Longtime Quilters Newsletter columnist and Quilters Hall of Fame inductee Jeffrey Gutcheon died June 23 in New York. An architect by training, Gutcheon taught architectural design at MIT and practiced in a firm before leaving the field and pursuing a career in music. His ability to play keyboards in different styles enabled him to work steadily as a studio musician in the 1960s and 1970s, performing and recording with artists such as Gladys Knight, Willie Nelson and Ringo Starr. He released an album in 1972 with his own band, Hungry Chuck, that has earned cult status among rock music fans. He continued to work periodically as an architect designing recording studios, including the Hit Factory, and was the original music director for the Tony award-winning musical Ain’t Misbehavin’ in the late 1970s.
Gutcheon grew up around textiles thanks to his father’s business and his mother’s interest in needlework. When in the early 1970s his then wife, Beth, learned to quilt and started adapting traditional designs, Gutcheon designed a pattern for her to make and soon learned to sew on his own. He illustrated Beth Gutcheon’s first quilt book published in 1973, The Perfect Patchwork Primer, the same year the couple started their own fabric design company. Ten years later Gutcheon Patchworks started manufacturing its own line of fabrics, the American Classic Line.
His regular column, “Not for Shopkeepers Only”, first appeared in the July/August 1981 issue of Quilters Newsletter and offered a behind-the-scenes look at the quilting industry over the course of 12 years. Gutcheon authored or co-authored several quilting books and was inducted into the Quilters Hall of Fame in 1990.
Mary Ellen Hopkins
Quilting teacher, author and fabric designer Mary Ellen Hopkins died July 9 in California.

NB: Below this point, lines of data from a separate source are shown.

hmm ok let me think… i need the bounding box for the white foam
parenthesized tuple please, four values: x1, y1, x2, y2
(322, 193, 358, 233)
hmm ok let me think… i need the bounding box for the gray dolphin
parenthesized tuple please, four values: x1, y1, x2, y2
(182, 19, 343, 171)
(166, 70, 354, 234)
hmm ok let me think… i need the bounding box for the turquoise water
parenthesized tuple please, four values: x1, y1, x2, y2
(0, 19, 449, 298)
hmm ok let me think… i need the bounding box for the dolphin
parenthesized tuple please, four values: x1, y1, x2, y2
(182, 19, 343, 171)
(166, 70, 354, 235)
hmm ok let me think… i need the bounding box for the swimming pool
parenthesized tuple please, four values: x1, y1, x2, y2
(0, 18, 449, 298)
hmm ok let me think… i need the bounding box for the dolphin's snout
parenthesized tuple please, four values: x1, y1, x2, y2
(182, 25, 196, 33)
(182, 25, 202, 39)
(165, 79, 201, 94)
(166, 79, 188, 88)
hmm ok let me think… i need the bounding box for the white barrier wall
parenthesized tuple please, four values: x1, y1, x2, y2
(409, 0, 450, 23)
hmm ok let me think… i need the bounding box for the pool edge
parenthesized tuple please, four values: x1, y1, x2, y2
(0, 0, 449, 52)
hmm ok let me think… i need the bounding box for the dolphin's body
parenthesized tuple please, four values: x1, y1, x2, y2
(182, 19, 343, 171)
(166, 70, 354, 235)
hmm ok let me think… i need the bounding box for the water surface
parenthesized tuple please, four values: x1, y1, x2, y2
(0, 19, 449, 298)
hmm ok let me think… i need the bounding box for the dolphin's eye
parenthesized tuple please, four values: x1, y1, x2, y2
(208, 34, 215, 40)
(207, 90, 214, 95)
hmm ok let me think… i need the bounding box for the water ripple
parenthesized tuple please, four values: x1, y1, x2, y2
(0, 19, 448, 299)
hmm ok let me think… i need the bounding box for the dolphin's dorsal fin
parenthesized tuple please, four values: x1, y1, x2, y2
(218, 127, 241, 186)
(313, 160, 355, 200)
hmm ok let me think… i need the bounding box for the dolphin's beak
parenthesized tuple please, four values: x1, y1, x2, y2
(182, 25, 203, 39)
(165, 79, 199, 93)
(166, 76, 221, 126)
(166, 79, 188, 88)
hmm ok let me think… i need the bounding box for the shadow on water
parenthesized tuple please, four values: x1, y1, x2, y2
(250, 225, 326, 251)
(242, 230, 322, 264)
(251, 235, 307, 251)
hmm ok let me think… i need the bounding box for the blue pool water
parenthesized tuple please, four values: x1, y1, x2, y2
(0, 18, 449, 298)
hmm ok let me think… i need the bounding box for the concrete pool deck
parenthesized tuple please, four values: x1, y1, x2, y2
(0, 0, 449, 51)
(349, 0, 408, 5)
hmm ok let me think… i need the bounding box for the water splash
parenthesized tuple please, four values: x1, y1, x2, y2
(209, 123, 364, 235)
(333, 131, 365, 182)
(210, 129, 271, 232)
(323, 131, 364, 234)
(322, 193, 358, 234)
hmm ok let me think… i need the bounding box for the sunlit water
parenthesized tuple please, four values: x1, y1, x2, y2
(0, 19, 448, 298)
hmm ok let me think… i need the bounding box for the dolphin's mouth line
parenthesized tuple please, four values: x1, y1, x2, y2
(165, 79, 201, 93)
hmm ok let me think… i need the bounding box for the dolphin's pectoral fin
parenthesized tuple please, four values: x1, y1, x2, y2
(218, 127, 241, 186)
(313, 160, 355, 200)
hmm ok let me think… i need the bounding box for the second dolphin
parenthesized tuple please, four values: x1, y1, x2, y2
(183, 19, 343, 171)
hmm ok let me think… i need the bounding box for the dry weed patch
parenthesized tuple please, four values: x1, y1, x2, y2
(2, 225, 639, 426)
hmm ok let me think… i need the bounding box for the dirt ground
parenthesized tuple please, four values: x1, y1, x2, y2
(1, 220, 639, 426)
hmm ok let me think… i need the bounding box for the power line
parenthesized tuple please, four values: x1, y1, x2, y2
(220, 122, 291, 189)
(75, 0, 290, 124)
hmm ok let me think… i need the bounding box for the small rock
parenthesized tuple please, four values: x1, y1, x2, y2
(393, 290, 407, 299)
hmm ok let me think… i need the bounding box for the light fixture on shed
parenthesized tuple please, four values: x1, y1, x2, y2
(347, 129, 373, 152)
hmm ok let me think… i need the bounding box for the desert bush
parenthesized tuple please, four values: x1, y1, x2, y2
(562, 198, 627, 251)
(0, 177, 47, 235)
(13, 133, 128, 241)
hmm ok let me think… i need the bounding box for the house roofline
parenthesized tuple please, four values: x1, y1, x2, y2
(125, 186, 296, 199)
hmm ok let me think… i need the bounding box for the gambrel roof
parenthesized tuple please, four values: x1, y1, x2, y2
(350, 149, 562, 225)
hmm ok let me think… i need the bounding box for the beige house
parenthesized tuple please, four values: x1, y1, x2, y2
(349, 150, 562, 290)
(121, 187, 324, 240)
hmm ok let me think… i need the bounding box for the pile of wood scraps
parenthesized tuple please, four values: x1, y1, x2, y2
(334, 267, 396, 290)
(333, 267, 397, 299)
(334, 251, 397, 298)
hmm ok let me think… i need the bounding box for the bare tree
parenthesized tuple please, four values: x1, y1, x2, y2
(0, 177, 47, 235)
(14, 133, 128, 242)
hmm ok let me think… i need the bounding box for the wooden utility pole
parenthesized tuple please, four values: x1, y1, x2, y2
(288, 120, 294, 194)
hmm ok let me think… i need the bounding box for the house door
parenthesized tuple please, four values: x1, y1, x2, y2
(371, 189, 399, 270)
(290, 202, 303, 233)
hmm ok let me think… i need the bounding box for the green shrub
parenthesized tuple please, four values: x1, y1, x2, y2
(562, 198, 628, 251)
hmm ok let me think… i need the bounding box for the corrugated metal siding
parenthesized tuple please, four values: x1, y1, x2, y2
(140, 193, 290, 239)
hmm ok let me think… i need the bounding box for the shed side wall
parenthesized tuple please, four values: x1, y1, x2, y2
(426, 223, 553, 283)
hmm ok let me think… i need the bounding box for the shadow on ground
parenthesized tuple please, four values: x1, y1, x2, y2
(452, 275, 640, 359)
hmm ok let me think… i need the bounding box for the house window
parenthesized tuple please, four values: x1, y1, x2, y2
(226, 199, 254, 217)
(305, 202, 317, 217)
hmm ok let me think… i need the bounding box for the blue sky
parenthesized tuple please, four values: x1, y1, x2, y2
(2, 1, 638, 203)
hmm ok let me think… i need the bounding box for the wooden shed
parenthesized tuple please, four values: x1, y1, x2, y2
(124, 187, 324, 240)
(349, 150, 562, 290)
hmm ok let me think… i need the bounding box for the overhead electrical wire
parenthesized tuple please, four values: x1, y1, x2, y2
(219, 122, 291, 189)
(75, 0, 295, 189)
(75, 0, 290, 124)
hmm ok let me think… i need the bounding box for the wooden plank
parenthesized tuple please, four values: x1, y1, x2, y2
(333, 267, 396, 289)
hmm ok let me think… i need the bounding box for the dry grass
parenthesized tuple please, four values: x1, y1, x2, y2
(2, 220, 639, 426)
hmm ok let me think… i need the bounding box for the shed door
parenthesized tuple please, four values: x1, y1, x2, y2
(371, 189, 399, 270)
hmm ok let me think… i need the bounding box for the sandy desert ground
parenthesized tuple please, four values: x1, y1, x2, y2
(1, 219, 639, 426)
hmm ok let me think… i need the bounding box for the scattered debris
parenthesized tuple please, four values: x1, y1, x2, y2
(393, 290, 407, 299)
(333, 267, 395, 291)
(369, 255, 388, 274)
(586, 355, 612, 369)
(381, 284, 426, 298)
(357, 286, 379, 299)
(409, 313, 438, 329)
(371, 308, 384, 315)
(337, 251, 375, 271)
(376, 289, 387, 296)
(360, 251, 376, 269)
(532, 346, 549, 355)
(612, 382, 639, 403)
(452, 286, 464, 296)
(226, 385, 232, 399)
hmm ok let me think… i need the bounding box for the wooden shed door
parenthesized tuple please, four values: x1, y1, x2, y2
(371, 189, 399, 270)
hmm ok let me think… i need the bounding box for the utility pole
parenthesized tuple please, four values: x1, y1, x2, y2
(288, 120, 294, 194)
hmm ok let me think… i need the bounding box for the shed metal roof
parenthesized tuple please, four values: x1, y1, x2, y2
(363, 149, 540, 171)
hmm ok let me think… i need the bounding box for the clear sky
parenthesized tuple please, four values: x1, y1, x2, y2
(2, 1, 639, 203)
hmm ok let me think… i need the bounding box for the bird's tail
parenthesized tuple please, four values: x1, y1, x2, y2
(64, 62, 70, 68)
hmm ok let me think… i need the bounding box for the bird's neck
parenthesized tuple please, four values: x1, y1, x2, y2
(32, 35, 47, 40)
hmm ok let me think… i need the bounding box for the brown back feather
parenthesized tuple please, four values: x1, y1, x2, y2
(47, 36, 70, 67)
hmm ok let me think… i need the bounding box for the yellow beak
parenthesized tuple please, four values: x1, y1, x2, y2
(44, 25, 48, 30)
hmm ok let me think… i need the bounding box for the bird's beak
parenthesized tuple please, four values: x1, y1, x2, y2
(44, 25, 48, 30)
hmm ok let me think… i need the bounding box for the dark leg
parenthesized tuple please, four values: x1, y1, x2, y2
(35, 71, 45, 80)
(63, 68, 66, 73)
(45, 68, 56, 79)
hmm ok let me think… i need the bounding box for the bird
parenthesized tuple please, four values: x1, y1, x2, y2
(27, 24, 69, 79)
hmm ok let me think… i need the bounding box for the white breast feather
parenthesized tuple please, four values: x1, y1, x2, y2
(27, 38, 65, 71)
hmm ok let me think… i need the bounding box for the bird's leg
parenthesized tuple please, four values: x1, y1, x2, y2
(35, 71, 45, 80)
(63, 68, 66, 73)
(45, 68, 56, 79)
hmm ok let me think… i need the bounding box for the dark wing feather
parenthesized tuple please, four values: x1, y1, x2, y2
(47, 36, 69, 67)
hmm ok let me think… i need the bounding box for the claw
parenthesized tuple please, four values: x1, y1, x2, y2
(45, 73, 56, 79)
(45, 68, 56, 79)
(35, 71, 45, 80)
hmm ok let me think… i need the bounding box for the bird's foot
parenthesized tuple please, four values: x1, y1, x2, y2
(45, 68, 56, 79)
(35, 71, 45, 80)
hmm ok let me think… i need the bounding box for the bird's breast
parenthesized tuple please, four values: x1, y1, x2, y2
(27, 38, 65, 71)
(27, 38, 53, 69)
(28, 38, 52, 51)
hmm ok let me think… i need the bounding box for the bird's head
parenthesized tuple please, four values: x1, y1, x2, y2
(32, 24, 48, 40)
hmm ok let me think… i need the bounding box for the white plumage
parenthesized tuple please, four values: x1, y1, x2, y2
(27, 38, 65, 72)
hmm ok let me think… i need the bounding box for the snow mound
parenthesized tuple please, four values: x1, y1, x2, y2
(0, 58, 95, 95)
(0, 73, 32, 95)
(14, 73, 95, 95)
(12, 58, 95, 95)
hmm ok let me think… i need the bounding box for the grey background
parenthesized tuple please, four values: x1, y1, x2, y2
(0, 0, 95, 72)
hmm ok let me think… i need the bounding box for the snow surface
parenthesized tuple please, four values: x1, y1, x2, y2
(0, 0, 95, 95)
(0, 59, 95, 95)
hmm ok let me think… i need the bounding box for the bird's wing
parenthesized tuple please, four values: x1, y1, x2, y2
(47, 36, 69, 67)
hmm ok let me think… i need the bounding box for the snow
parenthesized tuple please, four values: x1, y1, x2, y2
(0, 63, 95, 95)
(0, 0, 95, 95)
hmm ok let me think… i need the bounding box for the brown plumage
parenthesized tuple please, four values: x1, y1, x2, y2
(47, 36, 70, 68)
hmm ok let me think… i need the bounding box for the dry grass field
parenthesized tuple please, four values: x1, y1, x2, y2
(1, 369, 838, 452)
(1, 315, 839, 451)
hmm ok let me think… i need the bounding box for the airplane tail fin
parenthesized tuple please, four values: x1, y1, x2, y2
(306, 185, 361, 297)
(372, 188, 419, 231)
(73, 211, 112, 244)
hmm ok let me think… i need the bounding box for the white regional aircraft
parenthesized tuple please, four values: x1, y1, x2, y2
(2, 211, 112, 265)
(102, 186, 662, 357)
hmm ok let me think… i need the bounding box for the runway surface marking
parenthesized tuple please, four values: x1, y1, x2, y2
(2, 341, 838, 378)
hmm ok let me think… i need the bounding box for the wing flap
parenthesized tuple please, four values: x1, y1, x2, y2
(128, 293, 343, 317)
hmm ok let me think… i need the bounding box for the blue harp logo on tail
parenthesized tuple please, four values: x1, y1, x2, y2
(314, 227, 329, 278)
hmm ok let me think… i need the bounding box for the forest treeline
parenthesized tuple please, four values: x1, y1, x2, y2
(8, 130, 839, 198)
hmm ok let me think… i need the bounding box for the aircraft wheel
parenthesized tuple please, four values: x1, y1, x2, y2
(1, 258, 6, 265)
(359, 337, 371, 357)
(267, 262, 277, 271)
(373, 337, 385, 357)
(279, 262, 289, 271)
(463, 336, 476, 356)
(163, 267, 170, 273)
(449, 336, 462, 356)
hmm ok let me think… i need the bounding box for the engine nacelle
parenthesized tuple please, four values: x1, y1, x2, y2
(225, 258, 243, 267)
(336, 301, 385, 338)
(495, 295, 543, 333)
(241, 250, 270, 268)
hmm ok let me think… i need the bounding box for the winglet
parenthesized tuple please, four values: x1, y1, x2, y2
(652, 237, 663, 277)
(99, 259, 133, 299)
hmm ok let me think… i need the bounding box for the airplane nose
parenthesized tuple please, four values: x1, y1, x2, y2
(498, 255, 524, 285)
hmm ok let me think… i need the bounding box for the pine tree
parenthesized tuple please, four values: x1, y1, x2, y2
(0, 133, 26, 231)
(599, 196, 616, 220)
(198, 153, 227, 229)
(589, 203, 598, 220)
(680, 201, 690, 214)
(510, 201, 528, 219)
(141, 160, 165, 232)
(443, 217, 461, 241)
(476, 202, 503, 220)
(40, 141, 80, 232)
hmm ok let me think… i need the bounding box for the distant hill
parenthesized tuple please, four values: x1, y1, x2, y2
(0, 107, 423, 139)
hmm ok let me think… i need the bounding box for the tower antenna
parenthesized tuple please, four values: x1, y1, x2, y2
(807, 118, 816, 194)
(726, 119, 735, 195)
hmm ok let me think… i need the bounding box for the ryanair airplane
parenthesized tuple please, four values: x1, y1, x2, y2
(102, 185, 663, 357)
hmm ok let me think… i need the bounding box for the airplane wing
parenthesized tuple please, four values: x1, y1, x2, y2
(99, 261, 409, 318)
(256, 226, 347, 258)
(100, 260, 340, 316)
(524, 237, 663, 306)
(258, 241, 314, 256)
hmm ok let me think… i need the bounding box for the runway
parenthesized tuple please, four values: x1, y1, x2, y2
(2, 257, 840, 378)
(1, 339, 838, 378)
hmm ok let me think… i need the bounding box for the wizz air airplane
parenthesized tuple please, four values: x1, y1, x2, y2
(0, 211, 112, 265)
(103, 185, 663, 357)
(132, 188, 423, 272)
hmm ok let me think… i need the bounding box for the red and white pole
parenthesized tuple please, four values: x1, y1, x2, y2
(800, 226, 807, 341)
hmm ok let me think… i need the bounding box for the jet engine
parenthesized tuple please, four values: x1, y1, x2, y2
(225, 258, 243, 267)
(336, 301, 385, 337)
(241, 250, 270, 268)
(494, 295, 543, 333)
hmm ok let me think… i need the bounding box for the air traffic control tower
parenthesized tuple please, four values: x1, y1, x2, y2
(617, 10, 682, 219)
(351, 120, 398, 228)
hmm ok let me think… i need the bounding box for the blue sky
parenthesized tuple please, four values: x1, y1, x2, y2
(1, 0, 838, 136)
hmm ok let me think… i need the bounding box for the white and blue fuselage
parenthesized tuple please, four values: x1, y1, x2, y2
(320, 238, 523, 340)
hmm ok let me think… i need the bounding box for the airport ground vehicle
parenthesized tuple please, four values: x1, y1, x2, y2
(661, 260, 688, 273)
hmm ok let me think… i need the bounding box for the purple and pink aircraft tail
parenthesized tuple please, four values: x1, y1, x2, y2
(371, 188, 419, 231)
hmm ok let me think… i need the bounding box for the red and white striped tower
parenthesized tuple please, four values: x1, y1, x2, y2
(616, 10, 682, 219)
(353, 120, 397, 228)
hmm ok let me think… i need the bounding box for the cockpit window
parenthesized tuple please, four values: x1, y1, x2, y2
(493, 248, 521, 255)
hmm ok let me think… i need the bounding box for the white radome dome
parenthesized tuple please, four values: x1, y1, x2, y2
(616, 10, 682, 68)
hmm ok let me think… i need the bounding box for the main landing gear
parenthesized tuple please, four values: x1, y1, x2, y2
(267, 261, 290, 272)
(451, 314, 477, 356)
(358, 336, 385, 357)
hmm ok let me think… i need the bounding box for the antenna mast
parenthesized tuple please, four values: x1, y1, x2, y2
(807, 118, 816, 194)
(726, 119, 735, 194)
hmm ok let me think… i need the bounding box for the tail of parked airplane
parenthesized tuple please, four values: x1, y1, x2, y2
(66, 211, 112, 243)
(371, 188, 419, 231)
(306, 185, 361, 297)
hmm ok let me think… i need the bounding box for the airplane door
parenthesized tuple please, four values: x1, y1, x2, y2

Hopkins was born in Peoria, Illinois, lived in a number of Midwestern cities while growing up, and attended Drury College and Missouri University. She and her husband, Bill, and their four children moved to Santa Monica, California, in 1963. Hopkins worked from home for a few years making men’s shirts before opening the Crazy Ladies and Friends Quilt Shop in Santa Monica in 1977.
In 1989 she self-published her first book, The It’s Okay If You Sit on My Quilt Book, which she called an “attitude adjustment quilt book” and Quilters Newsletter described as, “Great for beginners – takes quilts out of the realm of preciousness and encourages just jumping in and doing it.” Hopkins went on to publish more instruction books including her “Connector” series. After 20 years of quilt shop ownership, Hopkins sold her shop to teach and lecture around the U.S. and internationally. Her topics included quilting seminars for teachers and shop owners and neighborhood-shop seminars for consumers, all delivered with her trademark high-energy, humorous style.
The staff of Quilters Newsletter wish to express their deep condolences to the families, friends and colleagues of both Jeffrey Gutcheon and Mary Ellen Hopkins.
[Corrected from an earlier version that gave the date Mary Ellen Hopkins died as July 10.]